All this waffle is leading back to the original starting point: this will be an occasional blog of stuff that I find interesting, most of it art related. I suppose. And in years to come I can look back upon each entry and chart my meteoric rise to fame and fortune and wonder why I didn’t arrive there all the sooner.
November is proving to be a slow month. I know that there is art work to be done, projects that I want to work on but mustering any enthusiasm is difficult. I have been offered a shared space for free to paint in but even that feels like a challenge. I know the trick is to get making something, then the joy, the forgotten sense of play all kicks in and you make more and so on, very soon you have many images to….stack up and find somewhere for. I don’t want to simply produce, to churn out material. That is too easy. I normally work to order; have an exhibition coming, make something. After the exhibition, get rid. It was all right doing that for ‘Milk, Two Sugars’ stuff as the very nature of it was immediate, flippant, and throwaway. The alternative, of getting up every day to make and paint is the life I want but I can’t force it. Living, normal life, the day to day to stuff kills that ambition. I don’t live in a vacuum where I can totally absorb myself in art. I can dabble, dip in. Luckily I work pretty quickly. I can ‘knock off’ stuff. Until my faculties start to droop, I can fire off ideas and thinkings that are worth pursuing, fairly often.
I can imagine a life where I paint a landscape, large, semi-abstract; full of passion and hope and layers of meaning. And then whip off a self-portrait. And so on. And then what? What do you do with all that stuff? Doing it in my mind, not burdening the rest of humanity with it is enough.

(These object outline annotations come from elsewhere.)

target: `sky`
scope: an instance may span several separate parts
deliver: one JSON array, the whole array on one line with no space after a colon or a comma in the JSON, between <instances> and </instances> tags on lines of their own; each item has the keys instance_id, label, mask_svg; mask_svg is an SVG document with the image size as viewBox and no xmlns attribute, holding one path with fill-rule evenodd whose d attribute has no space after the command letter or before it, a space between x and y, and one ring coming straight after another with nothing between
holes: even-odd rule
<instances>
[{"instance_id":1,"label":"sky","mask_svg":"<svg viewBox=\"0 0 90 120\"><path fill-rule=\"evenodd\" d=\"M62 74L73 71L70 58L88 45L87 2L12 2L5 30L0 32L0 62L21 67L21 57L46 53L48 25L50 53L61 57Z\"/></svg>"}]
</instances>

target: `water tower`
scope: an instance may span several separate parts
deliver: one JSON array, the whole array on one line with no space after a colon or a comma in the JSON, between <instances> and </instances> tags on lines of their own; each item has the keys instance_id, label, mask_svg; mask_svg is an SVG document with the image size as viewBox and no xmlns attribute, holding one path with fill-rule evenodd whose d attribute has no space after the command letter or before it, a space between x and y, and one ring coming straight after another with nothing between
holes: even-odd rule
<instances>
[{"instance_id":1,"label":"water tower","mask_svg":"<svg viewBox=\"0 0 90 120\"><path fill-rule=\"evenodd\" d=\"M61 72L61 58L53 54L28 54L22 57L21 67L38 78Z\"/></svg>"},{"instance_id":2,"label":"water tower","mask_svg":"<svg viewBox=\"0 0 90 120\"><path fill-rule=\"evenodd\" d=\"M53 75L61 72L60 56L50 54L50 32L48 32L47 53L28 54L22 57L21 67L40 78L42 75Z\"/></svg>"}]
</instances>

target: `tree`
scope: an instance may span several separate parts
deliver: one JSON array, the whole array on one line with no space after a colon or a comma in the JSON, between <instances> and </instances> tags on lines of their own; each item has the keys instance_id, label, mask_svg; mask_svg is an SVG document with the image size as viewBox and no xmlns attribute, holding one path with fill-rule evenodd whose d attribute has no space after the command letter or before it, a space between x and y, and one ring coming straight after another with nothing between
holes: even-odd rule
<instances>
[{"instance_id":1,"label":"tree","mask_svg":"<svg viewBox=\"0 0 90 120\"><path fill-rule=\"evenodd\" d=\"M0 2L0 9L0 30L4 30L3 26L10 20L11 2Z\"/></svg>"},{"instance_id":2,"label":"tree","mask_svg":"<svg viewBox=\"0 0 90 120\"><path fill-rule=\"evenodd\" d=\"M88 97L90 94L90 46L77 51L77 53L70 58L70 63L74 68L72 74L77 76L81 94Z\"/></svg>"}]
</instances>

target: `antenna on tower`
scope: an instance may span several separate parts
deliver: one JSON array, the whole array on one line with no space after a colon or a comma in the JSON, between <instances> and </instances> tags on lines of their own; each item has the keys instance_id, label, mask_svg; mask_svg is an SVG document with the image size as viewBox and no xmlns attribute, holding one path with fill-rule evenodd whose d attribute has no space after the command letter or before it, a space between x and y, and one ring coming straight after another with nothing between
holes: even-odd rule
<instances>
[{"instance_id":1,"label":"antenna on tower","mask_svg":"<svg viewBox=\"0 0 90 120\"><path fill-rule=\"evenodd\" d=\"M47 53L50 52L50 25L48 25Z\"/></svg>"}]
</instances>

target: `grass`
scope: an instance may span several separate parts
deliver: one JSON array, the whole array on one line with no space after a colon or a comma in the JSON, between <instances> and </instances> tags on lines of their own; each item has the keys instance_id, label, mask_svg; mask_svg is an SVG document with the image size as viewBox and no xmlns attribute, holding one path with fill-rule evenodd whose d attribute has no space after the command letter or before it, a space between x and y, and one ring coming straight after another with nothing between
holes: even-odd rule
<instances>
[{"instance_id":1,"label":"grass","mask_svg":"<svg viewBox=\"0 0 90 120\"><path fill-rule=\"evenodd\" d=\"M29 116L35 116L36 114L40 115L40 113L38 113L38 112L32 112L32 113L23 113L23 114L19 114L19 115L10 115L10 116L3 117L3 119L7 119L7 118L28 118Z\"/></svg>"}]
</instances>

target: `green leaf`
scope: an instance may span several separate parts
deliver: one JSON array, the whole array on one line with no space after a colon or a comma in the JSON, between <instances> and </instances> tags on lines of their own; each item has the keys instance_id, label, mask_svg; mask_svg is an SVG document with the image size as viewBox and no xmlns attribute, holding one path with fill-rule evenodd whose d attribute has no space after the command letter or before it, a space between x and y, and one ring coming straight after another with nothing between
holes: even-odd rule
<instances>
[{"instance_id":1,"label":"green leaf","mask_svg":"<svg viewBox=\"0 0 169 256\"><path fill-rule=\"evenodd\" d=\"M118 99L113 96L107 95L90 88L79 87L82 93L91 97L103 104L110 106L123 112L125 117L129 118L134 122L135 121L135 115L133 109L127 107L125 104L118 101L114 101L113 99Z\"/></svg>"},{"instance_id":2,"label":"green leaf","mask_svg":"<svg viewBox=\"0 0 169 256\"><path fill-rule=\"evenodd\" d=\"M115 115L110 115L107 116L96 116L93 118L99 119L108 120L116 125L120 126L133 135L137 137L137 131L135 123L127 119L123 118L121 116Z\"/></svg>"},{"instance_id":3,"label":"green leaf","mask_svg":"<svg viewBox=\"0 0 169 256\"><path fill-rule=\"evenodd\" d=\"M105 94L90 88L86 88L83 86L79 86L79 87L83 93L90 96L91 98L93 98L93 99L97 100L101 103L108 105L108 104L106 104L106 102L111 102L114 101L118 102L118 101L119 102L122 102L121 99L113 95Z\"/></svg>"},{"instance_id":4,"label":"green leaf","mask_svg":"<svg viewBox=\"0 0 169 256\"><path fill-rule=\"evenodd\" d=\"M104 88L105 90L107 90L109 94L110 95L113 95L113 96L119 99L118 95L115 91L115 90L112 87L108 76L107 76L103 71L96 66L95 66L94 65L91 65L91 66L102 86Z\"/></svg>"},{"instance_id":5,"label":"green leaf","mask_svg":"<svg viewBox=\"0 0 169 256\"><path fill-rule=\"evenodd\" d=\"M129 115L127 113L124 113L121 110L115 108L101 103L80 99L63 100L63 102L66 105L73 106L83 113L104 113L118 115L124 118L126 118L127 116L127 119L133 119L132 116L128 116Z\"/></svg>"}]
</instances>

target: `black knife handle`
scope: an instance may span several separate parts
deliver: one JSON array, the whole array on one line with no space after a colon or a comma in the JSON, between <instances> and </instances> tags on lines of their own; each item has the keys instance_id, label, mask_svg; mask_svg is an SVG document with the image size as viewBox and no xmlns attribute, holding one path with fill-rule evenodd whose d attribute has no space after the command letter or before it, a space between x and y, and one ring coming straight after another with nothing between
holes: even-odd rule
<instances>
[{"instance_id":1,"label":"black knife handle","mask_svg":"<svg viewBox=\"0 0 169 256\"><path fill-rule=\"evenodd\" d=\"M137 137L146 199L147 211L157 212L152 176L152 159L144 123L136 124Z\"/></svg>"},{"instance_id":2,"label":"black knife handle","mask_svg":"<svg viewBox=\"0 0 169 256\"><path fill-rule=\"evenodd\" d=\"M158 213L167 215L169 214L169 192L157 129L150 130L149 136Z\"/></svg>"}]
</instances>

I think. I’m half convinced. Perhaps contentment lies in making all this stuff. It doesn’t matter who, if anyone, ever sees it. And shit….this is the digital age. Very easily, everyone could see it. I like to think that had Van Gogh been alive now, he would be uploading new images every day.
I feel like a fraud because I don’t have a vast collection of work to show. My ‘portfolio’ is thin. Sort of. I have twenty two issues of MTS and other paper based scraps. Most of the original artwork exists. I don’t have a room full of canvases and works on paper, all beautifully stored and catalogued. I don’t think that is necessary at all, I much prefer the idea of being transient, but I am still mentally trapped by the perceptions of others even if I reject them; that is what ‘proper’ artists do, they have a portfolio.
And I much prefer work to be reproduced. Originals fade and cockle and so on. Reproductions, you can tweak them. So the reproduction becomes a new original really. One thought, to satisfy my need to be remembered for an eternity, is to produce a taschen type book of all my ‘work’ to date. Vanity publishing in the extreme. I heard of someone who held his own funeral before he died. So that he could be there and I suppose, hear all the kind things people said about him. I think that was very conceited and a bit empty. And my book, sort of falls into the same category but I am not making it for anyone else. Or asking for contributions from others. A series of images and a bit of text to accompany each one. That is all.
Work plan 2011
1. The Book.
2. An ongoing sketchbook journal of images.